Hi so I need a buffer of length that is not known at compile time.

I have been using vec![u8;n]; but that obviously initializes every byte, which may seems pointless as I'm going to fill it anyway.

is the following code considered a viable way to write this? Or will the optimizer fix the wasted initialize anyway?

let mut buf = Vec::with_capacity(n);
unsafe { buf.set_len(n)}
reader.read_exact(&mut buf);

This sounds a lot like the use case behind Read::initializer(). You may be able to find a stable workaround by reading through the related issues, I think the code shown in this comment is headed in the right direction.

That said, I'm feel like your use of set_len() here is unsound. When calling read_exact() you're constructing a &mut [u8] to uninitialized data, which is a bit sketchy. "What The Hardware Does" is not What Your Program Does: Uninitialized Memory might be able to explain this better than I can.

6 Likes

You must initialize the data before calling set_len.

vec![0; n] compiles to calloc, which often eliminates the expense of initialization. I recommend using this by default, and switching to unsafe code only if profiling justifies it.

7 Likes

I agree with @mbrubeck, but to answer your question:

The best way to handle this is to not call set_len, and to just use as_raw_ptr to access the potentially-uninitialized parts.

A good example of this is in the standard library implementation of mergesort.

The advantage of doing it this way is that (1) it's well-established that taking a raw pointer to uninitialized memory is fine, but taking a &mut T to an uninitialized T might not be (2) if something panics, you want to make sure you don't accidentally drop uninitialized memory.
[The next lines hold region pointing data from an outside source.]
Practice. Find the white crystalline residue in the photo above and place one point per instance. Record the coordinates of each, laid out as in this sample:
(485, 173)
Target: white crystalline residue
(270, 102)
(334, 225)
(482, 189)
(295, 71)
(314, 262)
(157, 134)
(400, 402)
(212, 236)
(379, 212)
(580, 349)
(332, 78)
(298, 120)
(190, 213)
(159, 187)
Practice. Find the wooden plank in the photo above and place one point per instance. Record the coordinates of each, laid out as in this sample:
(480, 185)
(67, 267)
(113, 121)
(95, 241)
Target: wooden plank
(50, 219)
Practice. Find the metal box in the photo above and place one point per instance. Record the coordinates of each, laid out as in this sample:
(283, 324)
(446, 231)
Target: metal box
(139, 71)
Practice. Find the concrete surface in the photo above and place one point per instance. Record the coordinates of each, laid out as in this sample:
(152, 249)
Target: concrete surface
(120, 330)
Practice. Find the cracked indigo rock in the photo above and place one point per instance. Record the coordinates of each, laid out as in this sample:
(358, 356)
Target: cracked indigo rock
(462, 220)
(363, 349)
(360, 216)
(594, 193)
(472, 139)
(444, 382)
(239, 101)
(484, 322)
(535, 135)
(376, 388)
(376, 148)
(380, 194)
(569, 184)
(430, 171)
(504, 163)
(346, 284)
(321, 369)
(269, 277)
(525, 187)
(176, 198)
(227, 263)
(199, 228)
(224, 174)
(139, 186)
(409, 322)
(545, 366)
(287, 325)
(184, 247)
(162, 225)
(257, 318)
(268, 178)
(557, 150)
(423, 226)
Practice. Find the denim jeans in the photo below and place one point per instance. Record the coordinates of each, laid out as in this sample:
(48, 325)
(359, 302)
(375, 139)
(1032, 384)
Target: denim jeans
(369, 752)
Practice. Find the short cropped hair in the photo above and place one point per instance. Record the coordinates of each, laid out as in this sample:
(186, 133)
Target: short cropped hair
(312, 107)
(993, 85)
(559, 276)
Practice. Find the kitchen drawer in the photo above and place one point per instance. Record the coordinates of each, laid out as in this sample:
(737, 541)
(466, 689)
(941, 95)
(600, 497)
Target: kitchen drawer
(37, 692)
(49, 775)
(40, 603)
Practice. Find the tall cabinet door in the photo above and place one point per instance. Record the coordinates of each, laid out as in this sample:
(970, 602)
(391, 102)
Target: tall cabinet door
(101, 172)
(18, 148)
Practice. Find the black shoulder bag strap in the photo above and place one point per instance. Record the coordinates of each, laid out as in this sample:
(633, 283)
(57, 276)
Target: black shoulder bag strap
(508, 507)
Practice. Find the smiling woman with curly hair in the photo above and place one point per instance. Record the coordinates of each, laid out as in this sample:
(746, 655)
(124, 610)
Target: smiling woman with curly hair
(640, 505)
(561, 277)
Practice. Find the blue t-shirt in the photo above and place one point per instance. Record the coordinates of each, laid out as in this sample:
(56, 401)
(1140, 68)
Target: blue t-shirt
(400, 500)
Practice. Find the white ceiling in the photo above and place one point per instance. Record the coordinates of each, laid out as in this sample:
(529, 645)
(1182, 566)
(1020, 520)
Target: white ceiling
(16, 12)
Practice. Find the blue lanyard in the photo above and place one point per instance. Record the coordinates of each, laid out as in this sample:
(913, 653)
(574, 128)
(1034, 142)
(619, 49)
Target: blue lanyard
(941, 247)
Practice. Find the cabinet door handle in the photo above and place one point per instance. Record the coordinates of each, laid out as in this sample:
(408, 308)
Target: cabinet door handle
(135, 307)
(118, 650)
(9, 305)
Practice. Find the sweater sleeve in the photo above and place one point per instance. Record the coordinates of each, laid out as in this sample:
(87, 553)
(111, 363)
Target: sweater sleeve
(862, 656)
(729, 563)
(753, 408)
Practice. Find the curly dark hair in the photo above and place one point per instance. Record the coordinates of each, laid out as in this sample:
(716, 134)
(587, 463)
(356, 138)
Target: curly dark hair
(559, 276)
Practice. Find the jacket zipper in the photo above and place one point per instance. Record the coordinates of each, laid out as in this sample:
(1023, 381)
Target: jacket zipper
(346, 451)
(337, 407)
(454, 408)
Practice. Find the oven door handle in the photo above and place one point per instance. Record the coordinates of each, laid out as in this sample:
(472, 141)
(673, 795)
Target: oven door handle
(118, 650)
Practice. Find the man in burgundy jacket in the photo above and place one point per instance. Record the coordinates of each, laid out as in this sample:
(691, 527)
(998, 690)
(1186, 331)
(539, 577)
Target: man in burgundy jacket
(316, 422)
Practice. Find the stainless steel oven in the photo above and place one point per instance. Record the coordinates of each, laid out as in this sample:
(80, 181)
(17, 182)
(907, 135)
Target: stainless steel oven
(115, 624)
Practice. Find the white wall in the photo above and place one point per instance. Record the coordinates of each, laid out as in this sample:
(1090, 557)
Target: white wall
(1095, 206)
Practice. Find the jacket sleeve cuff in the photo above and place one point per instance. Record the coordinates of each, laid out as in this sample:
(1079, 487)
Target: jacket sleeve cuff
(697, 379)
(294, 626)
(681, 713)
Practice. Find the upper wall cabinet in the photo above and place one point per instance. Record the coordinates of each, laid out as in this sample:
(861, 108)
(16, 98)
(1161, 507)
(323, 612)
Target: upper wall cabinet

Calling .set_len() causes rust to assume that every element in the Vec is initialized. As such, you break contract since you later read into it, dropping your undefined values. I'm 90% sure that dropping any x: T where x = <uninitialized memory> is undefined behaviour. Even for u8.

2 Likes

An inconvenient follow-up question: how does as_mut_ptr() ensure that the resulting pointer can be used for accessing every element?

The context is: there has been some recent discussion about pointer provenance tracking in the compiler/miri and how it would require a correct implementation of methods like as(_mut)_ptr() to first slice the collection (to its full range), then cast the resulting fat reference-to-slice to a raw pointer. However, this would be illegal if the data was uninitialized – meaning that there could be no way to write to an uninitialized buffer without invoking UB if provenance tracking were to be implemented in the compiler?

1 Like

Presumably the vector internally contains a raw pointer it originally got from the allocator, so if it just returned that pointer, surely it should have sufficient provenance to access the whole slice. As I understand it, the issue is when using &vec[0] as *const u8 instead of as_mut_ptr as the provenance of the entire slice was lost on conversion to reference.

4 Likes

One possible approach would be something like this:

use std::mem;
pub fn as_buffer<T>(v: &mut Vec<T>) -> &mut [mem::MaybeUninit<T>]
{
    // SAFETY: The Vec guarantees that the memory is allocated, and we're
    // providing MaybeUninit so we don't need to care whether it's initialized.
    unsafe {
        std::slice::from_raw_parts_mut(v.as_mut_ptr() as _, v.capacity())
    }    
}

So then you fill that in, and only set_len once you've writen to a prefx of it.

1 Like

This topic was automatically closed 90 days after the last reply. New replies are no longer allowed.